In fact, how much more clear can it be that "Don't let it in!" is advice the film thinks is ridiculous when the ultimate solution of Amelia's crisis of self is to let it in to the basement? Trying to deny the Babadook (which always sounded to me more like a someone stammering out words whilst crying than it did the sinister knocking of an external threat) is pointless, because he's already there.  What the film suggests as a strategy for dealing with depression isn't that you try to keep it out, but that you try to engage with it in measured bursts. That you metaphor you should reach for is not the locked door, but the release valve. That perhaps you can tend to your condition rather than ignore it.

Whether this is a helpful metaphor for all those who suffer from depression is obviously up for debate, but then there's no reason to believe Kent's script is intended to suggest a universal approach. I've had people I'm close to told by their counsellor that their mental health issues are bound up in their inability to release stress, that a metaphorical release valve is the exact thing they should be searching for.
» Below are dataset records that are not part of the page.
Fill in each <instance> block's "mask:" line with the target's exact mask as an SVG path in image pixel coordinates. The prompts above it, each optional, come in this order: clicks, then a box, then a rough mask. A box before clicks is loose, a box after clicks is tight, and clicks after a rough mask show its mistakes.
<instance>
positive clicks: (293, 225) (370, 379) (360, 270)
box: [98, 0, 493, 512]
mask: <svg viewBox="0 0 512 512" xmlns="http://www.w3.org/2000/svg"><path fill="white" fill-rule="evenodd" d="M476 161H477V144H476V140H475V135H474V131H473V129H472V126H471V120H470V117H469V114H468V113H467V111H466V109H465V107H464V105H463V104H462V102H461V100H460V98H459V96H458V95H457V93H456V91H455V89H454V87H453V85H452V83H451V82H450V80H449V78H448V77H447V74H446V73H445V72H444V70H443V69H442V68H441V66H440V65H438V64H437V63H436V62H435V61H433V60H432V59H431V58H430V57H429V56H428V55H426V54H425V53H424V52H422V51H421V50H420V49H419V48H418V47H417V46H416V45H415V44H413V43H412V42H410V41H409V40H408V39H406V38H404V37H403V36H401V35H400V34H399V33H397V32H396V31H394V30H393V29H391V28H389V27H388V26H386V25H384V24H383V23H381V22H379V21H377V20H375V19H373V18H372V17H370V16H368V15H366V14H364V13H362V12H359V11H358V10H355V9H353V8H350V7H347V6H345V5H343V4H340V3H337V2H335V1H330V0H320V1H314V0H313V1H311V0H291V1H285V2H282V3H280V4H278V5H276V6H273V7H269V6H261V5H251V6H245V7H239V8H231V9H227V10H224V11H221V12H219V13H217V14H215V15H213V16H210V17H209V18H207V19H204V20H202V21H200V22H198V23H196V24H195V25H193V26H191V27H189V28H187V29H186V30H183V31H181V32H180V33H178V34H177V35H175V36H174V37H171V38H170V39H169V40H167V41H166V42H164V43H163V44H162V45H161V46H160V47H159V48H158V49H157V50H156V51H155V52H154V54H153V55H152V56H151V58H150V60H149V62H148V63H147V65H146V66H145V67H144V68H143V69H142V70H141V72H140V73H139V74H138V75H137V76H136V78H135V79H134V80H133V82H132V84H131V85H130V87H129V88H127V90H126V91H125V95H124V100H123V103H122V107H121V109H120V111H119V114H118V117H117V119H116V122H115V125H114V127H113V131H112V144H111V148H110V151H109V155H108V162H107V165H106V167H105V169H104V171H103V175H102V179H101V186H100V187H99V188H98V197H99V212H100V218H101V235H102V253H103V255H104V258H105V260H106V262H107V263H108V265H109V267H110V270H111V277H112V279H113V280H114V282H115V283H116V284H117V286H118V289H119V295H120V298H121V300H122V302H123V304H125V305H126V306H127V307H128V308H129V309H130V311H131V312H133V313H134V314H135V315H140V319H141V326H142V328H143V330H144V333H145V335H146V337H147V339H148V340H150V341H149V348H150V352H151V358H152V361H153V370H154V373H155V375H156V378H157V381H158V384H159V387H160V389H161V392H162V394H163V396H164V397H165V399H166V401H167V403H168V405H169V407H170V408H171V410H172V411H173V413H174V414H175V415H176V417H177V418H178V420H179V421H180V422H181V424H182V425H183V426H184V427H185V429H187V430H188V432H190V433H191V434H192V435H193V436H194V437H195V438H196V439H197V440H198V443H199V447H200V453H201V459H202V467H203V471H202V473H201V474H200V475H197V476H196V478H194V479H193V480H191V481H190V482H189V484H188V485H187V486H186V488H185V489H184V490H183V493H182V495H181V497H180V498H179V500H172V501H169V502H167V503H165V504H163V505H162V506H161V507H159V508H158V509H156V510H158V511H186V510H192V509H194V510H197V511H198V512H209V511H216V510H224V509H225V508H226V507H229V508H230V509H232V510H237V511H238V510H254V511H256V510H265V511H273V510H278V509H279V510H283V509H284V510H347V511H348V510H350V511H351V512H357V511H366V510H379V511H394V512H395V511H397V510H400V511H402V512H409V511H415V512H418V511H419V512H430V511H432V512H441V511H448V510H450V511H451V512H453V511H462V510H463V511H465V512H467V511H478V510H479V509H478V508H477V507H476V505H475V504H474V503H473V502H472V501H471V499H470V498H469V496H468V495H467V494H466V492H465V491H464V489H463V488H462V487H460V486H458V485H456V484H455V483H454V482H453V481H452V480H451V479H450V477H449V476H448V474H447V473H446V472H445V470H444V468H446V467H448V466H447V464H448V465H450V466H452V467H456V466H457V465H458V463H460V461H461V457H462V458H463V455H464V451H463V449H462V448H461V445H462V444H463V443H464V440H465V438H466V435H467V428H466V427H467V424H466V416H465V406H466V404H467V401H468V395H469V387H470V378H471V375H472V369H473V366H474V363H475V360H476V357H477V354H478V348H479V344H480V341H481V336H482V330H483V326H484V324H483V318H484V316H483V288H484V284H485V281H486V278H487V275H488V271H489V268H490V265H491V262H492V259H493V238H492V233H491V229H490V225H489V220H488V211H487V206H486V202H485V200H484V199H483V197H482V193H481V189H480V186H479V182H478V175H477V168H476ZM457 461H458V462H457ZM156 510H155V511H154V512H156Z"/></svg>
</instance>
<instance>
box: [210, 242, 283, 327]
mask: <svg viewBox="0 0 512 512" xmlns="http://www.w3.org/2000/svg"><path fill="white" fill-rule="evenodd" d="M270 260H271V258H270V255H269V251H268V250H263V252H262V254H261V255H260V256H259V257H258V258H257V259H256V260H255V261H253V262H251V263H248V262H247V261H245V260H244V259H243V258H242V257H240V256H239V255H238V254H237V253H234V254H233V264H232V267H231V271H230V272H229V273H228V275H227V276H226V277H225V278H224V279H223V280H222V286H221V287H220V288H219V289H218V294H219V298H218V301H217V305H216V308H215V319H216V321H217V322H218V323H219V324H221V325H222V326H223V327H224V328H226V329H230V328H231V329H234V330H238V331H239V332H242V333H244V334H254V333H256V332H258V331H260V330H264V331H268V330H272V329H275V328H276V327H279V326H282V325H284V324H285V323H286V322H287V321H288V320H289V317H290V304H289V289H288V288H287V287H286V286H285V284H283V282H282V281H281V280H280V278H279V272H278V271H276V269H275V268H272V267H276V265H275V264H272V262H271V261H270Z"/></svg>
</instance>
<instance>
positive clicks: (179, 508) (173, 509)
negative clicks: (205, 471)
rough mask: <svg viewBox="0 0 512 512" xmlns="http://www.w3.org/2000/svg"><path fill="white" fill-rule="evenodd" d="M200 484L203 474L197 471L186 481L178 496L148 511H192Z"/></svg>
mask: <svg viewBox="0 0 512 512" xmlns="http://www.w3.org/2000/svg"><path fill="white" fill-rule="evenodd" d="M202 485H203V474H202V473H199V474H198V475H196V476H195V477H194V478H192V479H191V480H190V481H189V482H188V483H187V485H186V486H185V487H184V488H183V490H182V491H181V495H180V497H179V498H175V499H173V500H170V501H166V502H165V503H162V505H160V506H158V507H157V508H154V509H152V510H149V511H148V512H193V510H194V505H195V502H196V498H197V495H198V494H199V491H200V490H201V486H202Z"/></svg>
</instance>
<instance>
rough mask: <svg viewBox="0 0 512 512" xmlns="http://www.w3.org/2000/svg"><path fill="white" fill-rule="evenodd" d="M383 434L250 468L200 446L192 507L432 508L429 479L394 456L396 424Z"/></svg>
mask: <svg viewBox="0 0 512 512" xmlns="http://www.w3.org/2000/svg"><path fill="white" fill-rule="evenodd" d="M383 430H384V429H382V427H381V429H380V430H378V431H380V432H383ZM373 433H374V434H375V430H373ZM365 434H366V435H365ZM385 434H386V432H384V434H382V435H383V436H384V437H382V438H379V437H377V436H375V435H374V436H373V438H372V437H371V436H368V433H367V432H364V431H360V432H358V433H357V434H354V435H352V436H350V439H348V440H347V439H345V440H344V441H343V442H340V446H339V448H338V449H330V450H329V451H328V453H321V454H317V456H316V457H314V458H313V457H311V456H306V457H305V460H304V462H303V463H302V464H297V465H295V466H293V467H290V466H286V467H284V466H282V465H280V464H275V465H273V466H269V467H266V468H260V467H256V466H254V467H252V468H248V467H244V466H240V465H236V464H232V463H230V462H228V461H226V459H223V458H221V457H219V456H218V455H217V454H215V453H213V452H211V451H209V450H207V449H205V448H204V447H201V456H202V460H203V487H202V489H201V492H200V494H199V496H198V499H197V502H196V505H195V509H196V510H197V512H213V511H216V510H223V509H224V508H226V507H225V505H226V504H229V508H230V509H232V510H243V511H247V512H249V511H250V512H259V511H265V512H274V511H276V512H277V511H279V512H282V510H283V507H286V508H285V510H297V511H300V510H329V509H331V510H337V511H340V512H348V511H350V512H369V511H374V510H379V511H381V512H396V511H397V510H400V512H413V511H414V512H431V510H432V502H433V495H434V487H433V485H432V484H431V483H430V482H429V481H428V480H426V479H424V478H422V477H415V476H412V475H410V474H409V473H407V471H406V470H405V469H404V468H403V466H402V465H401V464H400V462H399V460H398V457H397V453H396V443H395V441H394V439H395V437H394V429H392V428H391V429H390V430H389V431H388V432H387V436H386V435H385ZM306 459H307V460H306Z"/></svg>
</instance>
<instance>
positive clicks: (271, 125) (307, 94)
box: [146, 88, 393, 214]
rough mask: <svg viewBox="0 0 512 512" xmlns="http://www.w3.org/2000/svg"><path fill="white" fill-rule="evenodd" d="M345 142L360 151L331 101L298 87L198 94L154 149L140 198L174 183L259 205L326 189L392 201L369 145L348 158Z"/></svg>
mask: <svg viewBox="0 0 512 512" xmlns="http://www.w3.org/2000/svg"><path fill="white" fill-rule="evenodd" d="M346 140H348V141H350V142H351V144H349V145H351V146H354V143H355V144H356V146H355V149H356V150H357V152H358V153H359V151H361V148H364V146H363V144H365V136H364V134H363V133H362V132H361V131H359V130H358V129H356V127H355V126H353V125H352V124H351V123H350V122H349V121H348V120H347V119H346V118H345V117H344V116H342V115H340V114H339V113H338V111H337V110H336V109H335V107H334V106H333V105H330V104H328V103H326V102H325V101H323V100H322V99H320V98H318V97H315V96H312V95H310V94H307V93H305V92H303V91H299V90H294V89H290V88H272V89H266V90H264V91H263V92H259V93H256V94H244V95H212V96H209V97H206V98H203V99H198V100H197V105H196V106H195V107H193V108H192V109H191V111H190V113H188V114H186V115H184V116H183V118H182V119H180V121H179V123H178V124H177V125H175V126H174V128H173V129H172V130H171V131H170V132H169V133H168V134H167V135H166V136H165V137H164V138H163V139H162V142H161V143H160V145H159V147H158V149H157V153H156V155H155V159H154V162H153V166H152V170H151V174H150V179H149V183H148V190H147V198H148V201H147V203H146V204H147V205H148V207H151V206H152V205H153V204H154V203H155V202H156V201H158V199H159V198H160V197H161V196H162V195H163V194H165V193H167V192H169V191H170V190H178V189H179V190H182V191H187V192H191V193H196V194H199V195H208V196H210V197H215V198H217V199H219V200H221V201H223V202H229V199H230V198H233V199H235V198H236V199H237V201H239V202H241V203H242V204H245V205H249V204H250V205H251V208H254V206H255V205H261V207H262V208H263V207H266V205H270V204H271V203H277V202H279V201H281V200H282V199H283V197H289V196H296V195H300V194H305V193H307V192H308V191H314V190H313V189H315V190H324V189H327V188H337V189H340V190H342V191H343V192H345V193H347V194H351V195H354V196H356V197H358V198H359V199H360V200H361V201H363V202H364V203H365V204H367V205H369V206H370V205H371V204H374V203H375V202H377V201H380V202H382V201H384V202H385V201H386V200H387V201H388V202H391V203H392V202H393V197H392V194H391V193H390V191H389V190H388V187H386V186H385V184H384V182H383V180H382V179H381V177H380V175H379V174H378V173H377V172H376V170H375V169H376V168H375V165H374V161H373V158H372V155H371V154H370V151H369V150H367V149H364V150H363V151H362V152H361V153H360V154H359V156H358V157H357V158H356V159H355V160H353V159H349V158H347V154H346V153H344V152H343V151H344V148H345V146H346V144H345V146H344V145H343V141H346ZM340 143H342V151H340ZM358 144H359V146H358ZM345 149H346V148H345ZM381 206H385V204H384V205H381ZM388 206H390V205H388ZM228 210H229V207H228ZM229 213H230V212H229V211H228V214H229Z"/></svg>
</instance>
Certainly the idea that those who suffer from depression should feel free to let themselves be overcome from time to time, rather than constantly trying to deny what they're feeling, is one that strikes me as useful to me personally; see what I wrote above about how these days I have a daily crash for an hour or two in the early afternoon and then am generally fine.

So yes, The Babadook is a significantly overrated film, that doesn't quite accomplish what it sets out to do.  What it isn't, though, I don't think, is disrespectful of or condescending to those with depression (or at least, no more than it is to the rest of its audience, considering it clearly thinks we're idiots who need things spelling out). On that front, I actually like what it does a great deal.